皇帝陛下、今宵あなたを殺害いたします―復讐するのに溺愛しないでください―【コミカライズ原作】
「どうですか? 今宵のお相手に私などは?」
胸に手を当てて、少しだけ腰を折るスマートなダンスのお誘い。なんとなくわかってはいたけど、明らかに上流階級の出身だ。
いかにも“貴族”っていう女性が、そこらじゅうにいるのに。
なんで、庶民の私を誘うの?
もしかしてからかっている⋯⋯?
くり抜かれた2つの穴をジッと覗きこみ、思惑を探っていると、男の口元が「ふふっ」と緩む。
「そんなに警戒しないでください。“無礼講”ですよ」
甘く変化した空気にドキンっと心が跳ねる。
基本的にこのような場で男性の誘いを拒むのはマナー違反。でもそれとは別に、この男の誘いに乗らないと、後々後悔するような気をおこさせる不思議な雰囲気を持っている。

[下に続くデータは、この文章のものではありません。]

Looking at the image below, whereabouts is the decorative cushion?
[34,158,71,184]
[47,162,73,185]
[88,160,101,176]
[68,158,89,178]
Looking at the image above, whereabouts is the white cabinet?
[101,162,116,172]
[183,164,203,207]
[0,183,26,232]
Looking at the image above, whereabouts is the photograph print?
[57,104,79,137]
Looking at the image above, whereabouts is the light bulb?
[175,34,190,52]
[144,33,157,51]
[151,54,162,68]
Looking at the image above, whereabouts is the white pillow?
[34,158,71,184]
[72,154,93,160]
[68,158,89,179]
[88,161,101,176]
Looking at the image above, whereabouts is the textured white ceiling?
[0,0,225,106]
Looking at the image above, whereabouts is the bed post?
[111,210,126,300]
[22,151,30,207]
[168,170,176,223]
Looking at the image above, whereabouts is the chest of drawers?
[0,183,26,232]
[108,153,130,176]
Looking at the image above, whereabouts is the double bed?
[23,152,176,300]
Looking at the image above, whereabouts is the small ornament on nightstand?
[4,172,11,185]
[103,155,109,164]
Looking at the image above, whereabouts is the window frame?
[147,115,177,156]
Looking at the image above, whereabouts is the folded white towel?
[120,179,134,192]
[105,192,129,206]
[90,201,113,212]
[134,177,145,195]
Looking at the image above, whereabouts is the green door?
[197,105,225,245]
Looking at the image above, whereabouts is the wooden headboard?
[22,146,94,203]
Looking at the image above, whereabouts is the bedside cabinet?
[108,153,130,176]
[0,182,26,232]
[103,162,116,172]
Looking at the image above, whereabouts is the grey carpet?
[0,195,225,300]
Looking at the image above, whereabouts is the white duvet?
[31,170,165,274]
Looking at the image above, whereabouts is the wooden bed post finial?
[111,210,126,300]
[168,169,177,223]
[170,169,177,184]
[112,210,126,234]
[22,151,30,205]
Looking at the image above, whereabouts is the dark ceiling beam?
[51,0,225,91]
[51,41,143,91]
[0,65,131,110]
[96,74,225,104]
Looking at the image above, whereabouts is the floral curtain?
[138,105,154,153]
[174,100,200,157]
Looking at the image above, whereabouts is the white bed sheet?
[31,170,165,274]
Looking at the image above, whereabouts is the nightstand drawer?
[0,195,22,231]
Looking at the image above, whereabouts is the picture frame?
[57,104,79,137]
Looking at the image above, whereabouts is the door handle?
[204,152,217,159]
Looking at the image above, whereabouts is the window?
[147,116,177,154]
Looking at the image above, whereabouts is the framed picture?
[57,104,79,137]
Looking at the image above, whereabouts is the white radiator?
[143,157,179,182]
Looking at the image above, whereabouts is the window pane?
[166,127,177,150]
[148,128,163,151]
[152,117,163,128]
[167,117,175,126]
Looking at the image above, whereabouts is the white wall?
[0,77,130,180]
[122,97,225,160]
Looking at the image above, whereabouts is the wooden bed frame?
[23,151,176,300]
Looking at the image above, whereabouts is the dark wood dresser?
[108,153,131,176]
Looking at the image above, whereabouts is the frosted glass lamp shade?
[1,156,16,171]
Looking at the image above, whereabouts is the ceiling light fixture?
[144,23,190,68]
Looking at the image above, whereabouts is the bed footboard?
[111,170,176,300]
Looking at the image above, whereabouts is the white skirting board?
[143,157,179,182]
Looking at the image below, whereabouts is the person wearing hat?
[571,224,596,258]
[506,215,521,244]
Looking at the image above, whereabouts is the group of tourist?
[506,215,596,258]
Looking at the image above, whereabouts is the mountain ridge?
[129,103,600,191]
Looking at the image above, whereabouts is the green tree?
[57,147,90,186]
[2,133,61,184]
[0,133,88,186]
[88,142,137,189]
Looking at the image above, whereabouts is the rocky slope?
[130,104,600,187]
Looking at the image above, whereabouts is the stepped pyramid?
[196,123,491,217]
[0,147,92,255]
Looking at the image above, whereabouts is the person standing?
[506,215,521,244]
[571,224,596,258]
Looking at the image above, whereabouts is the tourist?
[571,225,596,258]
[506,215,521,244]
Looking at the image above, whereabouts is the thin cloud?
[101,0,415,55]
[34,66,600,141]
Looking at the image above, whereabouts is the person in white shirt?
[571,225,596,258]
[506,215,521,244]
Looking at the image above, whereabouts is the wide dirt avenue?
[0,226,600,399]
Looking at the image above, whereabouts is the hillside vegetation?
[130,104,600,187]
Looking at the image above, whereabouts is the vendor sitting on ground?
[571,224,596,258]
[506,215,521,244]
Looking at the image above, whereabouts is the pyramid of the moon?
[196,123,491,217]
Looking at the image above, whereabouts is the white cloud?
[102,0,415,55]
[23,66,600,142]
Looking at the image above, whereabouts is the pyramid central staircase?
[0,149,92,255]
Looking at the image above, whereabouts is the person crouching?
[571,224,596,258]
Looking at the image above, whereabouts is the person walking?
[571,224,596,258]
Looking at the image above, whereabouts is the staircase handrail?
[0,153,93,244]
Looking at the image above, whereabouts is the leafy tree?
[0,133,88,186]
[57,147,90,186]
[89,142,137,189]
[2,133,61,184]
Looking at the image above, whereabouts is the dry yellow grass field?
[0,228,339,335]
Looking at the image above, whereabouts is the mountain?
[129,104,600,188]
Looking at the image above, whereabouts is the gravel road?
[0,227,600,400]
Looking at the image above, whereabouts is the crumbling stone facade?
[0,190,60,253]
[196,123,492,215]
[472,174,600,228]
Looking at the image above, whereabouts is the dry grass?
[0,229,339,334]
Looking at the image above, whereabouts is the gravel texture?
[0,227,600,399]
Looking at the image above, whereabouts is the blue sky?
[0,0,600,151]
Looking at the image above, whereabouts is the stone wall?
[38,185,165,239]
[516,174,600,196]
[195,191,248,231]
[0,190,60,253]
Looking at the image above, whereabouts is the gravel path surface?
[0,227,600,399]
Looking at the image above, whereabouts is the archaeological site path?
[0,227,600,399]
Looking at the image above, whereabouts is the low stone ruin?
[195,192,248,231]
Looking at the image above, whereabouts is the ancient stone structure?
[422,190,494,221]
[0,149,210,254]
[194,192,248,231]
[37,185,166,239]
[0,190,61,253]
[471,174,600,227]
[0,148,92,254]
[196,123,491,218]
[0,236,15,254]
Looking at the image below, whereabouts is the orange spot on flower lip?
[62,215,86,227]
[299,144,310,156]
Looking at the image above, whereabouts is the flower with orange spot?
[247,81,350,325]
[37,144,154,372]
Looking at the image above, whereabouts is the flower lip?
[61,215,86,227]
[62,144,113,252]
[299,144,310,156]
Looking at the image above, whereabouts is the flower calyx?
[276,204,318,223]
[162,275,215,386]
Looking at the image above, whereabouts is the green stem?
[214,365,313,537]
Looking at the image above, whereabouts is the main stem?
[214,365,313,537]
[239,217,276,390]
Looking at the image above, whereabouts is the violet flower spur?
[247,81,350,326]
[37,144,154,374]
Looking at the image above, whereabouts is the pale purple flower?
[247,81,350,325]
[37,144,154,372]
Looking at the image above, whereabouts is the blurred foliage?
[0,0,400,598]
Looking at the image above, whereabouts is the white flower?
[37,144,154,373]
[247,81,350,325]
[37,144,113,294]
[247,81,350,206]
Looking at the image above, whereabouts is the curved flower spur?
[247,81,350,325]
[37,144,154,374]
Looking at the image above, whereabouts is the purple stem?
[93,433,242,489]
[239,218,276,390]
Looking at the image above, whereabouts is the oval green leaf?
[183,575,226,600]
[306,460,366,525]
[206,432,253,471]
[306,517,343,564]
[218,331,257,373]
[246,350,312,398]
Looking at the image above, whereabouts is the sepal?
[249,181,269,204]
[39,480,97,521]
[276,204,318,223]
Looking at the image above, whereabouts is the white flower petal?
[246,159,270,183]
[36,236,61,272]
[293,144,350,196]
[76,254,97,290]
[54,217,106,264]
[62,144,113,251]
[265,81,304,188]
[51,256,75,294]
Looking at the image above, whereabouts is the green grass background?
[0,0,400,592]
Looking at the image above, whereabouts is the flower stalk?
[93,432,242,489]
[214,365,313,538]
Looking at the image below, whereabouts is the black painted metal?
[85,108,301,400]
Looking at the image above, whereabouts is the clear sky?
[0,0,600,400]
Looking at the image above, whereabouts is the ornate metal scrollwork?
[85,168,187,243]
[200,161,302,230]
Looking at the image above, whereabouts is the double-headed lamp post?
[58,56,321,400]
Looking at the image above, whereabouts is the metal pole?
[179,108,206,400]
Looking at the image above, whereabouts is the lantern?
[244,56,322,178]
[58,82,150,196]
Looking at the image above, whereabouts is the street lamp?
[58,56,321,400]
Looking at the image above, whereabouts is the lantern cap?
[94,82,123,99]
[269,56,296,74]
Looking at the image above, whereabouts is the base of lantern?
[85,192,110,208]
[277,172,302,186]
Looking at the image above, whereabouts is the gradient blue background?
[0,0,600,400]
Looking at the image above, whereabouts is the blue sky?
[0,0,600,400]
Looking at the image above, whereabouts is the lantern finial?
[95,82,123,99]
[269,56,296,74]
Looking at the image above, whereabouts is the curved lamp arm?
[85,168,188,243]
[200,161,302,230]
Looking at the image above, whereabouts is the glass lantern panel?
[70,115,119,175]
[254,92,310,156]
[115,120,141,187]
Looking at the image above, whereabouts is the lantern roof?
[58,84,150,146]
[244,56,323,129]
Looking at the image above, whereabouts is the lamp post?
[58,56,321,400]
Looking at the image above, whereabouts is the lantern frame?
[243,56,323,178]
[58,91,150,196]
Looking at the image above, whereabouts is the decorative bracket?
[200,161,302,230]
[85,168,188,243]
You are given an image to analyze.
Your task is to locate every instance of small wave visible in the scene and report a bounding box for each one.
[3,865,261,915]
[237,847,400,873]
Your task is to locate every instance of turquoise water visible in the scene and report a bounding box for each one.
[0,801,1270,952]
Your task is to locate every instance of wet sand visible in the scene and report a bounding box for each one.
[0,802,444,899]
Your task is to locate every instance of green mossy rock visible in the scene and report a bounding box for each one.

気づけば、オニキスのようなその瞳に魅了されるがまま、白い手袋に手を重ねていた。
「⋯⋯はじめてなので、優しくリードしてくださるなら」
「もちろん、大切に扱います。姫君」
安堵したように微笑んだ彼は、手の甲にキスを落とし、手慣れたように私をダンスホールへとエスコートした。